His imagination took flight when he named the many children from his second marriage:

1. Dora Viola Gertrude Irenez de Orellana Dysart Plantagenet (11 November 1869 – 4 July 1874)
2. Mabel Helmingham Ethel Huntingtower Beatrice Blazonberrie Evangeline Vise de Lou de Orellana Plantagenet Toedmag Saxon (11 March 1872 – 5 January 1955)
3. Lyonesse Matilda Dora Ida Agnes Ernestine Curson Paulet Wilbraham Joyce Eugénie Bentley Saxonia Dysart Plantagenet (9 November 1874 – 26 August 1944)
4. Lyulph Ydwallo Odin Nestor Egbert Lyonel (LYONEL) Toedmag Hugh Erchenwyne (THE) Saxon Esa Cromwell Orma Nevill Dysart (SECOND) Plantagenet (21 August 1876 – 1961)
5. Lyona Decima Veroica Esyth Undine Cyssa Hylda Rowena Adela Thyra Ursuala Ysabel Blanche Lelias Dysart Plantagenet (19 April 1878 – 17 November 1962) (Decima for being the 10th child)
6. Leo Quintus Tollemache-Tollemache de Orellana Plantagenet (19 November 1879 – 1 November 1914) (Quintus for being the 5th son)
7. Lyonella Fredegunda Cuthberga Ethelswytha Ideth Ysabel Grace Monica de Orellana Plantagenet (14 January 1882 – 3 October 1952)
8. Leone Sextus Denys Oswolf Fraudatifilius Tollemache-Tollemache de Orellana Plantagenet (10 June 1884 – 20 February 1917) (Sextus for being the 6th son)
9. Lyonetta Edith Regina Valentine Myra Polwarth Avelina Phillipa Violantha de Orellana Plantagenet (14 February 1887 – 7 January 1951)
10. Lyonulph Cospatrick Bruce Berkeley Jermyn Tullibardine Petersham de Orellana Dysart Plantagenet (11 January 1892 – 30 November 1966)

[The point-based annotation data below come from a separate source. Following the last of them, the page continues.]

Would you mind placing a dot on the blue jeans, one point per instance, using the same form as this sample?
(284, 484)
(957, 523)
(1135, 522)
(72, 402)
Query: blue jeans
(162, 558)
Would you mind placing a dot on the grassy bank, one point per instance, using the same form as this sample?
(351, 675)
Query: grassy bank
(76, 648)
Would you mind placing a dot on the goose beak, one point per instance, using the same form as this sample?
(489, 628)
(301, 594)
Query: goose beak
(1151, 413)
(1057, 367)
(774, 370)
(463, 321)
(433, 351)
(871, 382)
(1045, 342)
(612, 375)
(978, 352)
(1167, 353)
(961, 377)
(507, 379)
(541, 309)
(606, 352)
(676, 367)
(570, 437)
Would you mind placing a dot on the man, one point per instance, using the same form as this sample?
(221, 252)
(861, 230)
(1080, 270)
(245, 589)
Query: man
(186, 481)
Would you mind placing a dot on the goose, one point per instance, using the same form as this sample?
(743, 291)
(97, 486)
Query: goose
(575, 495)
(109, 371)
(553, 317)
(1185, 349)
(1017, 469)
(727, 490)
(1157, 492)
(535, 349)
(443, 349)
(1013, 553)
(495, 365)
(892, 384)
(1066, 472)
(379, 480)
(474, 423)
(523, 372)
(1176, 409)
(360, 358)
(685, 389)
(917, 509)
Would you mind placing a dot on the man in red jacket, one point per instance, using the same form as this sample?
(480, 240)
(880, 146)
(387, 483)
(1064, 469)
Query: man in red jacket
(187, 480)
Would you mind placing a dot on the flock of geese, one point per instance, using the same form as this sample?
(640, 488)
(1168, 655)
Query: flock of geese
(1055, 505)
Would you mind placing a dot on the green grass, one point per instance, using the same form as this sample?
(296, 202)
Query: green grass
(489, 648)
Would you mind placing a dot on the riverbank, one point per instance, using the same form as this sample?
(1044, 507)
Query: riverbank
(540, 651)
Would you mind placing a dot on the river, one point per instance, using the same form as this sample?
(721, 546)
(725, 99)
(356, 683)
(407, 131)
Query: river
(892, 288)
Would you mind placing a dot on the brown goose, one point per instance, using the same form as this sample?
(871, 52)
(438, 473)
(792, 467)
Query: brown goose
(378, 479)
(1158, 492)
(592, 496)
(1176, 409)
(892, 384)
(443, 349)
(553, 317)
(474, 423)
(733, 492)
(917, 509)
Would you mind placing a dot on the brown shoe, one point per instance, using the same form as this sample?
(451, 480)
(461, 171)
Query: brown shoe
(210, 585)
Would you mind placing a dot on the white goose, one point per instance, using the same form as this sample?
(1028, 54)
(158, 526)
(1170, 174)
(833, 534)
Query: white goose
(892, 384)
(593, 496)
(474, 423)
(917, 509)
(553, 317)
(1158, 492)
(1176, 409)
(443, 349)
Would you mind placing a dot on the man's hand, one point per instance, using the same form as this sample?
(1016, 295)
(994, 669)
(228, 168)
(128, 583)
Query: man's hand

- His eldest son, Lyonel, inherited the British baronetcy (Tollemache baronetcy, of Hanley Hall; created in 1793) from his cousin William John Manners Tollemache, 9th Earl of Dysart, on the latter's death in 1935. He also inherited Ham House, which he gave to the National Trust in 1948.
- Lyulph emigrated to New Zealand, where he had 17 children.
- Leo Quintus Tollemache-Tollemache de Orellana Plantagenet Tollemache-Tollemache renamed himself by deed poll in 1908, becoming Leo de Orellana Tollemache-Tollemache.
- Leo and his brother Leone both died in the First World War, the former in action in 1914 and the latter of influenza in 1917. It is often said that Leone holds the world record for the most multiple-barreled surname, with six, including one repeated four times (Tollemache-Tollemache-de Orellana-Plantagenet-Tollemache-Tollemache), but this overlooks his father's eccentric naming choices. Leone's last name was just Tollemache-Tollemache; all of his other names (including the first instance of "Tollemache-Tollemache" in his full name) were forenames.

The Tollemache family's names are parodied in Book 1, Episode 4 of James Joyce's novel Finnegans Wake, as Helmingham Erchenwyne Rutter Egbert (HERE) Crumwall Odin Maximus Esme Saxon (COMES) Esa Vercingetorix Ethelwulf Rupprecht Ydwalla Bentley Osmund Dysart Yggdrasselmann (EVERYBODY).